Many thanks for your comments, we have responded to them inset below.
### A few comments:
> Some clearer statement early on would help to clarify for readers
> what types of data this works with. I know that the authors indicate
> that the example they use is 10-plex TMT and that it can be used
> with label-free or other labels, but that is not what I am referring
> to. Rather, structure of the experiment. That is, that one needs
> systematic quantitative data on all the different relevant fractions
> from a cell, as opposed to someone who perhaps did a differential
> centrifugation experiment to isolate a couple fractions and then
> wants to apply this (my understanding is that this latter example
> would not be usable).
From a purely technical point of view, we need a data matrix with
features (typically proteins or protein groups) along the rows and
sub-cellular fractions along the columns. Given the requirement for
complete (or near-complete) quantitative vectors along all fractions
to assure best results, a data set that would only contain one
quantitation value per fraction would not work. However, separation
using differential centrifugation, or any separation that generates
organelle-specific separation profiles is a good fit for pRoloc.
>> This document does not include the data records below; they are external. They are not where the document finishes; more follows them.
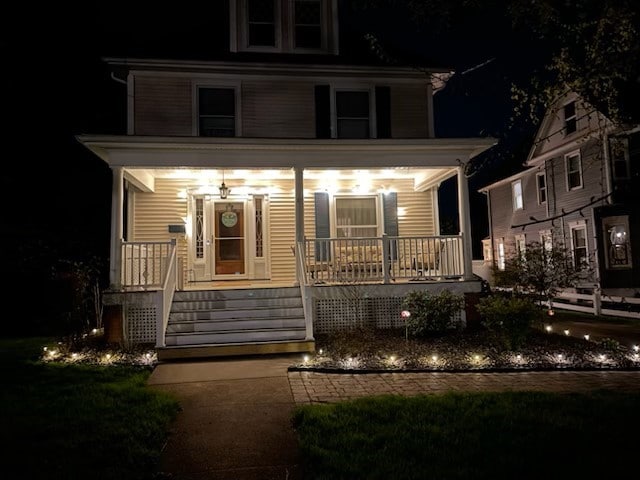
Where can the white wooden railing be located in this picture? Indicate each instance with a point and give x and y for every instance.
(382, 259)
(306, 300)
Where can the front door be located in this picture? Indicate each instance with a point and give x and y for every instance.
(229, 238)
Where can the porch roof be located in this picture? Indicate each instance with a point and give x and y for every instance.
(206, 152)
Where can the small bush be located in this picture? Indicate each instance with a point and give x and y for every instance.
(510, 318)
(431, 313)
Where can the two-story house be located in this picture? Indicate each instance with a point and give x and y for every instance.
(578, 188)
(279, 191)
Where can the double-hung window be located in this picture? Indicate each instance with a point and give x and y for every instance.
(579, 245)
(307, 24)
(570, 118)
(353, 114)
(516, 192)
(261, 24)
(541, 184)
(356, 216)
(216, 112)
(573, 165)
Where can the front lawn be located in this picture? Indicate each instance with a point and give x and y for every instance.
(472, 436)
(78, 421)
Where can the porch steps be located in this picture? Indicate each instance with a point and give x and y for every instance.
(209, 323)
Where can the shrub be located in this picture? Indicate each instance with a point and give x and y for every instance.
(431, 312)
(510, 318)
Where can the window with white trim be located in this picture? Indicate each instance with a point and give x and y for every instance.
(619, 155)
(541, 185)
(307, 18)
(579, 246)
(570, 118)
(356, 216)
(216, 112)
(501, 254)
(573, 165)
(521, 245)
(516, 194)
(352, 114)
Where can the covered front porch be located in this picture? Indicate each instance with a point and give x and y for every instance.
(326, 217)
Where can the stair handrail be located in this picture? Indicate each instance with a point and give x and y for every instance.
(165, 296)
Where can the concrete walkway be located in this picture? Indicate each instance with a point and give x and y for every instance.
(236, 413)
(235, 420)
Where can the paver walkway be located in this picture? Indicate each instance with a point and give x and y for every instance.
(313, 387)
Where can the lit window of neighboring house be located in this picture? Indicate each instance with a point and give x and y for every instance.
(579, 245)
(617, 241)
(216, 112)
(541, 183)
(356, 216)
(521, 245)
(501, 256)
(352, 114)
(261, 23)
(573, 166)
(308, 24)
(570, 118)
(516, 191)
(619, 155)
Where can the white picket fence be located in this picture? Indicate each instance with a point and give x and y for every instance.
(598, 304)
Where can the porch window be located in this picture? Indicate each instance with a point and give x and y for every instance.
(619, 154)
(618, 246)
(261, 23)
(199, 228)
(217, 112)
(352, 114)
(356, 217)
(308, 21)
(574, 170)
(579, 245)
(516, 191)
(570, 118)
(541, 183)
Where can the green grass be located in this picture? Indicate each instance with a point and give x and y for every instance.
(78, 421)
(472, 436)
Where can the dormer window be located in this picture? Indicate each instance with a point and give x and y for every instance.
(308, 24)
(261, 21)
(570, 118)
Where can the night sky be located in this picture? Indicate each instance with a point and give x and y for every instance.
(55, 86)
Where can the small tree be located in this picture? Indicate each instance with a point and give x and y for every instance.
(541, 270)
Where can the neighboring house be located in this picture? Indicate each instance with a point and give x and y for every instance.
(280, 192)
(579, 188)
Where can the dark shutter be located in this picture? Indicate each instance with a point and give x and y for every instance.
(322, 225)
(383, 112)
(390, 214)
(323, 112)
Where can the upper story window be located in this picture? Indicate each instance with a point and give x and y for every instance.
(573, 165)
(570, 118)
(516, 192)
(541, 184)
(619, 154)
(261, 23)
(352, 114)
(216, 112)
(307, 24)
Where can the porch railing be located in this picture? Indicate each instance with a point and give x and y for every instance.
(145, 264)
(383, 259)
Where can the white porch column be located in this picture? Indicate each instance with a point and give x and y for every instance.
(117, 203)
(464, 216)
(299, 192)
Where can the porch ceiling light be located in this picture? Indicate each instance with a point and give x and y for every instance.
(224, 190)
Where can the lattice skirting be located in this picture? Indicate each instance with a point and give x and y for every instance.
(141, 324)
(377, 312)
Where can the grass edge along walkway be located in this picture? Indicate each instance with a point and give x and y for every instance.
(472, 435)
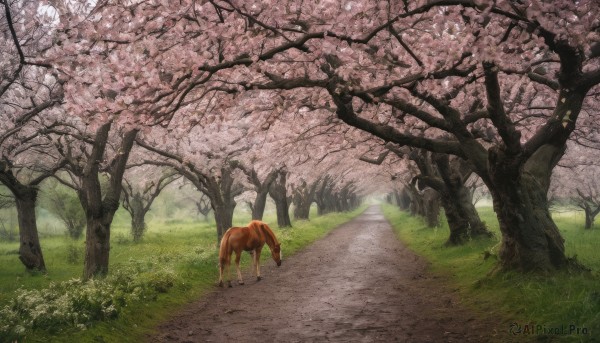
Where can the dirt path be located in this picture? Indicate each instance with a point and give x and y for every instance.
(358, 284)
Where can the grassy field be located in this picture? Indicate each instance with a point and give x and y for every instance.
(183, 253)
(543, 303)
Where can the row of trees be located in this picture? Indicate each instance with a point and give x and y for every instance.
(213, 88)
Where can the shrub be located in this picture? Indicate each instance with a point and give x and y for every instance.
(78, 304)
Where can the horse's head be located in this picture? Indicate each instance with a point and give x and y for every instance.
(276, 254)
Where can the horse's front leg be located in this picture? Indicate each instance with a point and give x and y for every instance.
(257, 263)
(237, 265)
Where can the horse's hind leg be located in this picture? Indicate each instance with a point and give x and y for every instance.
(257, 263)
(237, 265)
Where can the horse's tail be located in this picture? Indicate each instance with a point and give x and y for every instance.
(224, 248)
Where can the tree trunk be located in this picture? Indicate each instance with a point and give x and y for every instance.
(138, 225)
(589, 220)
(278, 192)
(302, 201)
(99, 206)
(463, 220)
(97, 246)
(431, 201)
(30, 251)
(223, 219)
(531, 240)
(258, 209)
(137, 210)
(590, 216)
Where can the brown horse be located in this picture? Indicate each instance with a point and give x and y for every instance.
(251, 238)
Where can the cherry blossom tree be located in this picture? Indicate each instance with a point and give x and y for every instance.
(481, 72)
(27, 90)
(96, 162)
(141, 187)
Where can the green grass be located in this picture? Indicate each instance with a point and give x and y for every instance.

For
instance, the type of data generated by methods such as described in
Itzhak et al. (2016)[^1] are well fitted for our software:
```{r plot2d, message = FALSE, fig.width = 6, fig.height = 6}
library(pRoloc)
library(pRolocdata)
data(itzhak2016stcSILAC)
## 6 combined replicates of 5 fractions each
dim(itzhak2016stcSILAC)
plot2D(itzhak2016stcSILAC)
addLegend(itzhak2016stcSILAC, where = "topright", cex = .7)
```
[^1]: Itzhak DN, Tyanova S, Cox J, Borner GH. Global, quantitative and dynamic mapping of protein subcellular localization. Elife. 2016 Jun 9;5. pii: e16950. doi: 10.7554/eLife.16950. PubMed PMID: 27278775; PubMed Central PMCID: PMC4959882.
If there were only very few fractions (say cytosol, nucleus and plasma
membrane), the infrastructure could still be used, although for less
benefits.
> How do the authors recommend collapsing replicates? This could be
> covered in the section dedicated to the Compare function. Two
> replicates will (almost) never agree 100% so how are discrepancies
> handled?
Currently, we recommend to visualise different replicates on their
own, to confirm that they are of sufficient quality, and then combine
them, retaining the proteins that have been quantified over all
replicatedd experiments. This allows to obtain localisation
information over all replicated data. We however do not explicitly
assess the variability using this approach. This could be done by
analysing replicated independently and then compare the coherence of
the classification results. Proteins that are only observed in some
replicates could be rescued by repeating the analysis using only the
relevant (possibly unique) replicate(s).